Práctica 52: Prueba cruzada mayor. (PLXIV)(B4)
Fecha: 22-5-15
Prueba cruzada mayor.
Introducción:
-El objetivo de las pruebas pre-transfusionales es detectar las posibles reacciones antígeno-anticuerpo entre la sangre del donante y el receptor, antes de la transfusión. Para ello se realiza:
-Tipaje correcto de AB0 y Rh del donante y receptor.
-Escrutinio de los anticuerpos irregulares en el receptor.
-Prueba cruzada mayor.
Material:
-Tubos de hemólisis.
-Centrífuga.
-Pipetas pasteur.
-Gradilla.
-Reloj.
Reactivos:
-Suero salino al 0,9%.
-Albúmina bovina al 30%.
-Suero de Coombs.
Muestras:
-Suero del receptor.
-Hematíes lavados en suspensión de entre 2 y 5% del donante.
Fundamento:
-La práctica consiste ne enfrentar el suero del receptor con los hematíes del donante, primero en medio salino, posteriormente en medio albuminoso, y por último frente al suero de Coombs.
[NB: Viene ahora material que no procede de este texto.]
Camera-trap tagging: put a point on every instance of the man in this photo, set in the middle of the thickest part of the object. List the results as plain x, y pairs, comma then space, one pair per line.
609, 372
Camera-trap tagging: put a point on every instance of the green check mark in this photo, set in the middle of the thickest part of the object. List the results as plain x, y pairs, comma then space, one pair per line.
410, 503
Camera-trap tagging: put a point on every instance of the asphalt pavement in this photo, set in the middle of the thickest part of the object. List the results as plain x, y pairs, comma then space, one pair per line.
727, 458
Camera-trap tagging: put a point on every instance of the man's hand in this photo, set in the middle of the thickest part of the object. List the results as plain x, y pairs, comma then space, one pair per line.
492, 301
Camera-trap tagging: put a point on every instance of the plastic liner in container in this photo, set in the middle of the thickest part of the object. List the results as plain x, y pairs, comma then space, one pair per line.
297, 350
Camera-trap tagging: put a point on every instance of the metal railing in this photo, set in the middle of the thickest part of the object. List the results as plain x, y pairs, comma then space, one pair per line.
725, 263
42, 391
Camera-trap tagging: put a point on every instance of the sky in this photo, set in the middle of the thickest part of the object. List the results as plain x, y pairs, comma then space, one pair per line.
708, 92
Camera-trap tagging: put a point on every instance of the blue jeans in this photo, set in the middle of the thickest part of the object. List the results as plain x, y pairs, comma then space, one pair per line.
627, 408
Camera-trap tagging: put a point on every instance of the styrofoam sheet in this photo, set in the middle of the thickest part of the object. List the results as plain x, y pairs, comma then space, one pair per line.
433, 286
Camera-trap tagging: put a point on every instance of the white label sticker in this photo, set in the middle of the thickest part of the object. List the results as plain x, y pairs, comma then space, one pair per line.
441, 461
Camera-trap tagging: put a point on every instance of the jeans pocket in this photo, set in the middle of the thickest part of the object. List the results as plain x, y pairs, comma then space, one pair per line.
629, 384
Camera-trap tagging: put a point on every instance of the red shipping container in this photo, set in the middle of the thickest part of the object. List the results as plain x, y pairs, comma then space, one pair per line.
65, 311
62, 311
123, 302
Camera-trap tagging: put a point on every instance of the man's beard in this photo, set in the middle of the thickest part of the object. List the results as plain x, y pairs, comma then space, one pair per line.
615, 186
Con este último paso detectaremos los anticuerpos que se hayan quedado fijados a la membrana eritrocitaria.
Procedimiento:
1. En un tubo de hemólisis depositamos 1 gota de suspensión del donante + 2 gotas de suero del receptor.
2. Mezclamos suavemente y dejamos reposar 2-3 minutos.
3. Centrifugamos a 2500rpm durante 1 minuto (3500rpm-30 segundos).
4. Leer los resultados, si aglutina, paramos, no son compatibles, si no aglutina, seguimos.
5. Añadimos 3 gotas de Albúmina bovina al 30% y mezclamos.
6. Incubamos a 37ºC durante 30 minutos.
7. Centrifugamos a 2500rpm durante 1 minuto(3500rpm-30 segundos).
8. Leer los resultados, si aglutina, paramos, no son compatibles, si no aglutina, seguimos.
9. Lavamos los hematíes x3 veces y retirar bien el sobrenadante.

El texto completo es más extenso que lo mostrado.